Erster Anstieg seit fast zehn Jahren soll Inflationserwartungen eindämmen

Mittwoch, 10. Januar 2018

Die Inflation ist in den Herbstmonaten zwar innerhalb des Zielbereiches der BNR geblieben, lag aber über den Erwartungen. Im Bild: Nationalbankchef Mugur Isărescu
Archivfoto: Agerpres

Bukarest (ADZ) - Die rumänische Nationalbank (BNR) hat am Montag das erste mal seit dem Sommer des Jahres 2008 den Leitzins erhöht. Der Verwaltungsrat der Notenbank hat beschlossen beginnend mit dem 9. Januar 2018 den Leitzins von 1,75 auf 2,00 Prozent anzuheben, wie aus einer Pressemitteilung der BNR hervorgeht.
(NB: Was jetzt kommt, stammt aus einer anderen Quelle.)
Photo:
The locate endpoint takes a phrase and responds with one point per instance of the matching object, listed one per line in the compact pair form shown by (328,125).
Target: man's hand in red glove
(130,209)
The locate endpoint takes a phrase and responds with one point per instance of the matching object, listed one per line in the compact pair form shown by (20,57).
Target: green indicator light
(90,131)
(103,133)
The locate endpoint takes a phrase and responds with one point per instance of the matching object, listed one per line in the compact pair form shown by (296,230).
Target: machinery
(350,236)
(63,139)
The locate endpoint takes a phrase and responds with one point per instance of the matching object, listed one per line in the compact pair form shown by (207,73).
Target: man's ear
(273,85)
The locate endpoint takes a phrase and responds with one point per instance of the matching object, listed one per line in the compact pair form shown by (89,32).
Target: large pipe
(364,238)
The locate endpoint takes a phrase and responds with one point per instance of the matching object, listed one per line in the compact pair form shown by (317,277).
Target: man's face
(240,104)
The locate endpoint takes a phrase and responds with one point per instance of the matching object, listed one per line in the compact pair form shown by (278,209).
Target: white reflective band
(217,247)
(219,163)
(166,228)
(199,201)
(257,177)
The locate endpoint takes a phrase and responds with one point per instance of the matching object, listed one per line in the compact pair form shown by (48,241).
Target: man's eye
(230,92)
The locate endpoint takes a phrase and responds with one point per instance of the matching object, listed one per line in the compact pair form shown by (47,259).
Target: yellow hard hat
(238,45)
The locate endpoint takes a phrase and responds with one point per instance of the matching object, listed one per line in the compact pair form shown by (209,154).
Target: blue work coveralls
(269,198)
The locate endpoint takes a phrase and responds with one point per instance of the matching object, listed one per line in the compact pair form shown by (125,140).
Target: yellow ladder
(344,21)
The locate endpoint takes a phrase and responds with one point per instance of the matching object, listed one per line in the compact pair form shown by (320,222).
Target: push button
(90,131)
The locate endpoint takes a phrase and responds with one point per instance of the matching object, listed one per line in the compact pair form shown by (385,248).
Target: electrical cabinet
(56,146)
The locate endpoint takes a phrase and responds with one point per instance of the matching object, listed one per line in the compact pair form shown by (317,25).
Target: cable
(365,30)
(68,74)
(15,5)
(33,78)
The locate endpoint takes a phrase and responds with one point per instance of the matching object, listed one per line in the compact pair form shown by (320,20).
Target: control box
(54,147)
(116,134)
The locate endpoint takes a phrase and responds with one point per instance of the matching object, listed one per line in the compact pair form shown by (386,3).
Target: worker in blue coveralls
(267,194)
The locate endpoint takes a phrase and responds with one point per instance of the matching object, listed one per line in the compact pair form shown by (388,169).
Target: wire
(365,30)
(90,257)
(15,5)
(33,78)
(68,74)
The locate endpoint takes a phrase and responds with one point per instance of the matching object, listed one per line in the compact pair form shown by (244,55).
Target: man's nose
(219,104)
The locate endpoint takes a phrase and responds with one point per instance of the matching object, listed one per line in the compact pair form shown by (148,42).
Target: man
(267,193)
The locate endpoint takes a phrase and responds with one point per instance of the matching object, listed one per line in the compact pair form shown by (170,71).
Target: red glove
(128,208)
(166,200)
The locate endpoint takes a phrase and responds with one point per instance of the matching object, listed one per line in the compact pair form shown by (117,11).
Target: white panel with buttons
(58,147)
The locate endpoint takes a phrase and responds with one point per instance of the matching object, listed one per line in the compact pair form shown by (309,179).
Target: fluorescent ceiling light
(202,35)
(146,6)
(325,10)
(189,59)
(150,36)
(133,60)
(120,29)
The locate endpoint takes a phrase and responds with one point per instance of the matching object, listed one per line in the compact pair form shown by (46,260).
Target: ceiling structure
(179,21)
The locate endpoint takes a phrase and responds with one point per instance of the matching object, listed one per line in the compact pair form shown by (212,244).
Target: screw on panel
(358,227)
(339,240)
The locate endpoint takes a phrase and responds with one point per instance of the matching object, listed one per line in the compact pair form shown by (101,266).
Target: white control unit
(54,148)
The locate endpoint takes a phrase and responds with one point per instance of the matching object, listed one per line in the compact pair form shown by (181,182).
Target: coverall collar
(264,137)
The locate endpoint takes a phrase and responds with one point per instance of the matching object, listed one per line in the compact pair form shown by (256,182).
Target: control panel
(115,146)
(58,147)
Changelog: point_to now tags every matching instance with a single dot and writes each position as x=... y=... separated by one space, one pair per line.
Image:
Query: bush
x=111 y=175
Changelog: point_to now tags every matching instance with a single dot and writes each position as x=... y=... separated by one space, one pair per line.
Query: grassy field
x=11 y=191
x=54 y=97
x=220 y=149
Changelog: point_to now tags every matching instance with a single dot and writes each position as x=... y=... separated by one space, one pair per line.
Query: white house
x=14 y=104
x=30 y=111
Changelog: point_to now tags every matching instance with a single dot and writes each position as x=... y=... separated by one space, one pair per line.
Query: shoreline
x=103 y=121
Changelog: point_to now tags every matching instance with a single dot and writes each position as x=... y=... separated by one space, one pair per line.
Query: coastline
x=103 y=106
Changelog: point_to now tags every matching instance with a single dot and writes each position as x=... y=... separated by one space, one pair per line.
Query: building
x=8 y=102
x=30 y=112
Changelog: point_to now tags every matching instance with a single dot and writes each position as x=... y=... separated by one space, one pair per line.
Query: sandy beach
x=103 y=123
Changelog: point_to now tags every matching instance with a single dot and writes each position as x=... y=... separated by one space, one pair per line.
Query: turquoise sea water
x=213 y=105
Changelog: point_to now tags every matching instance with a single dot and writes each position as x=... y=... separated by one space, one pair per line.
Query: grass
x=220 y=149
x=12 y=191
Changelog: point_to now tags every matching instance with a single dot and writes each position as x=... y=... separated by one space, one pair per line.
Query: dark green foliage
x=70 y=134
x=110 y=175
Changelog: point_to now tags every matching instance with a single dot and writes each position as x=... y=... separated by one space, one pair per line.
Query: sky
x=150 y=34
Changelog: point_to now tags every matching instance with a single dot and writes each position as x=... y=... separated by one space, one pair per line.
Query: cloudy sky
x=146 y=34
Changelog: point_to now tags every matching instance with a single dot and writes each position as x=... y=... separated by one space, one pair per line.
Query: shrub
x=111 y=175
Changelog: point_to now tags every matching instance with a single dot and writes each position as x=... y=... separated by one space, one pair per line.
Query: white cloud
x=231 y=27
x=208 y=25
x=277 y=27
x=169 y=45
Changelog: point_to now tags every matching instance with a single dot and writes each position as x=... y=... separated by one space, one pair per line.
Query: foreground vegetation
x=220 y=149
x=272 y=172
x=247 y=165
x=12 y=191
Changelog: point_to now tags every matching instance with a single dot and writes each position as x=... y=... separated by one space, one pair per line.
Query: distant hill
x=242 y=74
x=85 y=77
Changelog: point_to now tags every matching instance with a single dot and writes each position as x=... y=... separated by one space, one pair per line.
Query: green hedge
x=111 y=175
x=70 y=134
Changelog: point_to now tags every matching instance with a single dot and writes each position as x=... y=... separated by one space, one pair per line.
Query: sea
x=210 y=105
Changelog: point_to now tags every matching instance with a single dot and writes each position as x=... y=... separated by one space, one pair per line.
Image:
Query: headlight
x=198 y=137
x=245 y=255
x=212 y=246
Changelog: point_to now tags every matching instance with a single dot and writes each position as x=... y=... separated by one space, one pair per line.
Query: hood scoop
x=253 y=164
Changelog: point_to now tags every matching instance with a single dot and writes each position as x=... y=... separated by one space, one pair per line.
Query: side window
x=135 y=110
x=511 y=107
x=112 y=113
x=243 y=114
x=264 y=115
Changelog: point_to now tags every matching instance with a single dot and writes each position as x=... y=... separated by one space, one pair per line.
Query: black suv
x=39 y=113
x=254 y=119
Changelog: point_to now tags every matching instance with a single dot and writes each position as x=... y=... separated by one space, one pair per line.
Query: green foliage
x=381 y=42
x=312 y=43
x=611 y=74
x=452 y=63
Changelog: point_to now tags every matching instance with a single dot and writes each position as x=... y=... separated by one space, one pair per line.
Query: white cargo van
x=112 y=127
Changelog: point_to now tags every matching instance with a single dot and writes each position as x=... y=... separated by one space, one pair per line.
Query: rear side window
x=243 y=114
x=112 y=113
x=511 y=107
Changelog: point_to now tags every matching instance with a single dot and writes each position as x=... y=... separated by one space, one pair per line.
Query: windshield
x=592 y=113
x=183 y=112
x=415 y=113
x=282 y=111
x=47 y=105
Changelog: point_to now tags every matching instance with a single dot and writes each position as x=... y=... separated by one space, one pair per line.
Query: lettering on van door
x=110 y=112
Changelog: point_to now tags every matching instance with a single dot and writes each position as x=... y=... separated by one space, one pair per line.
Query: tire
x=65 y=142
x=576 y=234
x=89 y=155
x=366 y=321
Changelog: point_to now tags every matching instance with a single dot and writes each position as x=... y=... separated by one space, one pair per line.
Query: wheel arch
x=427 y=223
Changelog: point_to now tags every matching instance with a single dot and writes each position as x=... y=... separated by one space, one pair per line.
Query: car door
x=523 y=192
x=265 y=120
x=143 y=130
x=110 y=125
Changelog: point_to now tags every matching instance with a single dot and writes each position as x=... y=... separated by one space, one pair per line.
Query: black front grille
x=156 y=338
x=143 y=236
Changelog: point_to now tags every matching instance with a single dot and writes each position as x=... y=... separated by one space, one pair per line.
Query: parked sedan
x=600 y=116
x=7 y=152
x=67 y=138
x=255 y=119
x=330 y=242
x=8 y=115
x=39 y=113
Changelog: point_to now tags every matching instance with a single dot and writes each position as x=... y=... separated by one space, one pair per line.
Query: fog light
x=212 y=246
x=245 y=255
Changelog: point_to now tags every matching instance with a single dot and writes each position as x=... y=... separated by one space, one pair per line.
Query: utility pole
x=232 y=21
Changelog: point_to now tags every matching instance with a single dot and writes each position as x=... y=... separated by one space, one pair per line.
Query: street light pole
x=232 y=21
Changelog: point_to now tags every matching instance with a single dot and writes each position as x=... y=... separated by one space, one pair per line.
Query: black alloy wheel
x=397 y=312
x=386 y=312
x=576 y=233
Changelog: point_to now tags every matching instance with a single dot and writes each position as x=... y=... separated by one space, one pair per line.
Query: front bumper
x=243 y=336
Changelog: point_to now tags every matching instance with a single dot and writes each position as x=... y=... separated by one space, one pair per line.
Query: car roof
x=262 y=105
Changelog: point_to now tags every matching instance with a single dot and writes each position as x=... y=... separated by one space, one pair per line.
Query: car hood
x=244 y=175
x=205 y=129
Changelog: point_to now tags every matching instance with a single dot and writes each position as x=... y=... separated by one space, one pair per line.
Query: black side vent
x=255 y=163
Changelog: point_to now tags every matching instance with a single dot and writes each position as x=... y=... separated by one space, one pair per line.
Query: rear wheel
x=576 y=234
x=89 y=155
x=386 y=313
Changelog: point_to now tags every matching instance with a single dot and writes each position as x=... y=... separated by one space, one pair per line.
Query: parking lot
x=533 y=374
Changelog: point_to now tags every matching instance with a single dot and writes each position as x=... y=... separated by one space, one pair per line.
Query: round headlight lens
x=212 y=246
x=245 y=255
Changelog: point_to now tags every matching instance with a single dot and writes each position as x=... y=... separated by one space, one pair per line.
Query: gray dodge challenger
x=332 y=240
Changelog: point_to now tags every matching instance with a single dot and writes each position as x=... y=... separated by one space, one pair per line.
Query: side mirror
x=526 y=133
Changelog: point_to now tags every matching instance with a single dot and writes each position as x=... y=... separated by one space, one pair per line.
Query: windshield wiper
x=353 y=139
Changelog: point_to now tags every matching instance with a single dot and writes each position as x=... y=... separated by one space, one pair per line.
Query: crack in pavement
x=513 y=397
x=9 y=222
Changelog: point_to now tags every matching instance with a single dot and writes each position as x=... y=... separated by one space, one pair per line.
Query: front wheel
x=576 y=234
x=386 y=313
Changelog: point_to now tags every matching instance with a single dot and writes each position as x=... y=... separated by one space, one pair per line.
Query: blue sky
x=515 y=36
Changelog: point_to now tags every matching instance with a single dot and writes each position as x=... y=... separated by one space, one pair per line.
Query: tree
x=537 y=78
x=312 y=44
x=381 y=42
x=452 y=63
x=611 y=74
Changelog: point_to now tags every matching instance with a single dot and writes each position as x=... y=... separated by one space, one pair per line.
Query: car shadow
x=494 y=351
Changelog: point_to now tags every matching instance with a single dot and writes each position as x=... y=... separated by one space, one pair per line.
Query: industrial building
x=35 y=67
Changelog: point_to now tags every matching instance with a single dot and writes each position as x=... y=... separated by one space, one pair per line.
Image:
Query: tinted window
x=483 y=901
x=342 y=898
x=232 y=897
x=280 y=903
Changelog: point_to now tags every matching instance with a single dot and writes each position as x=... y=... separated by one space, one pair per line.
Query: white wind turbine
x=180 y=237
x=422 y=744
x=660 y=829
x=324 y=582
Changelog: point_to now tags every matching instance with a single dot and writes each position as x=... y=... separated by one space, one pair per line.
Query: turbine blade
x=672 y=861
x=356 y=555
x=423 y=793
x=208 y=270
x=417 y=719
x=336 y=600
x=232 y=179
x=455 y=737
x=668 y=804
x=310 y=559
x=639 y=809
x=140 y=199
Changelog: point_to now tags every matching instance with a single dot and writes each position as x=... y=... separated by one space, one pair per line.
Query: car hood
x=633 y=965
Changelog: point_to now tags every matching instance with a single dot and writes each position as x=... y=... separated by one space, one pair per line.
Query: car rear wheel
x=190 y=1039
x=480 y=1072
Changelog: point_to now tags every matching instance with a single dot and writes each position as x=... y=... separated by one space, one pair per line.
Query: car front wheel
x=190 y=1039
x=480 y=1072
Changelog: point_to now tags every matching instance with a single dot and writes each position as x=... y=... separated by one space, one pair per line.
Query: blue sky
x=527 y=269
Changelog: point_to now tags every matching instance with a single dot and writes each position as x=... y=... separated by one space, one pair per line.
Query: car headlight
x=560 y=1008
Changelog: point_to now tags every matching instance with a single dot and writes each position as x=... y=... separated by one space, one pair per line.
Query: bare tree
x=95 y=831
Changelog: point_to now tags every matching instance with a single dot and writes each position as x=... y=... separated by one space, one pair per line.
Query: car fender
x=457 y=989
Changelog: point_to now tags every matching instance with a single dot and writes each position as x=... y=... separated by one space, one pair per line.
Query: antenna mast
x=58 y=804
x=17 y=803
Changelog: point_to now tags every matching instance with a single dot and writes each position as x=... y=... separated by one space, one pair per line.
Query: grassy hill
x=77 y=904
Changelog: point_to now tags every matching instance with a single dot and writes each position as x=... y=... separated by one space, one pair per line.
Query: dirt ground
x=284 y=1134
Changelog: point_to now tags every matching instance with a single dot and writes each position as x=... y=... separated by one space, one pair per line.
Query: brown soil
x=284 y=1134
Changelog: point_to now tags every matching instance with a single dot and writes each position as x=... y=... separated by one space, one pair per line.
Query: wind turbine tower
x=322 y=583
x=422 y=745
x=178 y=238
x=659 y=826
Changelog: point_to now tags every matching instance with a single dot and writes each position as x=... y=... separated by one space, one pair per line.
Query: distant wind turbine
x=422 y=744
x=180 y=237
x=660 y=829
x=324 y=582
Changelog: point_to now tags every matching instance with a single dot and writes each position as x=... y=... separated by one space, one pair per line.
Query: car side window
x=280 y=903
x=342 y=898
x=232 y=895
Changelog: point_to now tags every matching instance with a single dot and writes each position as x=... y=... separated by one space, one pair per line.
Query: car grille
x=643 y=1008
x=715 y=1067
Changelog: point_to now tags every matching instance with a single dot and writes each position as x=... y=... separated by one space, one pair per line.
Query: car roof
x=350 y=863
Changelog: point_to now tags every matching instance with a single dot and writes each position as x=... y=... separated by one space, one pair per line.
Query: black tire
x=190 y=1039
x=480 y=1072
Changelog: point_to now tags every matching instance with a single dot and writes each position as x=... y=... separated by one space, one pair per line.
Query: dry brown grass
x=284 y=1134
Gleichzeitig wurden der Einlagesatz sowie der Spitzenrefinanzierungssatz – der Zinssatz zu welchem Geschäftsbanken kurzfristig Geld bei der Zentralbank parken bzw. ausleihen können – um jeweils 0,25 Prozent auf 1,00 bzw. 3,00 Prozent erhöht. Die verpflichtenden Mindestreserven blieben unverändert.

Die Nationalbank begründete die Leitzinserhöhung hauptsächlich damit, die Inflationserwartungen mäßigen zu wollen. Die jährliche Inflationsrate betrug im September vergangenen Jahres 1,77 Prozent, im Oktober 2,63 Prozent und stieg im November auf 3,23 Prozent. Dies ist zwar noch im Inflationszielbereich der BNR liegt aber über den Prognosen, so die Zentralbank. Die Preissteigerungen gehen vor allem auf gestiegen Elektrizitäts- sowie Treibstoffpreise, aufgrund erhöhter Steuern und einem höheren Rohölpreis, zurück.

Die Kerninflationsrate (CORE2) stieg ebenfalls von 1,82 Prozent im September auf 1,95 Prozent im Oktober und 2,3 Prozent im November. Diesbezüglich begründet die Nationalbank den beschleunigten Preisanstieg mit Inflationsdruck aufgrund des Konjunkturzyklus, steigenden Lohnstückkosten sowie den Auswirkungen des Wechselkurses.

In der Pressekonferenz nach der Sitzung des Aufsichtsrates am Montag erklärte BNR-Gouverneur Mugur Isărescu, dass die Nachfrage über dem Wirtschaftspotential sich entweder in einem größeren Handelsdefizit oder in steigender Inflation wiederfinden werde, wobei keine der beiden Konsequenzen zu wünschen sei. Der Beschluss von Montag werde die Wirtschaft nicht brüskieren und es werde erwartet, dass der Inflationsausblick gedämpft werde ohne die Kreditlast für die Bevölkerung und Unternehmen zu erschweren. Präventive Maßnahmen seien besser, als einzugreifen wenn Erwartungen aus dem Ruder laufen.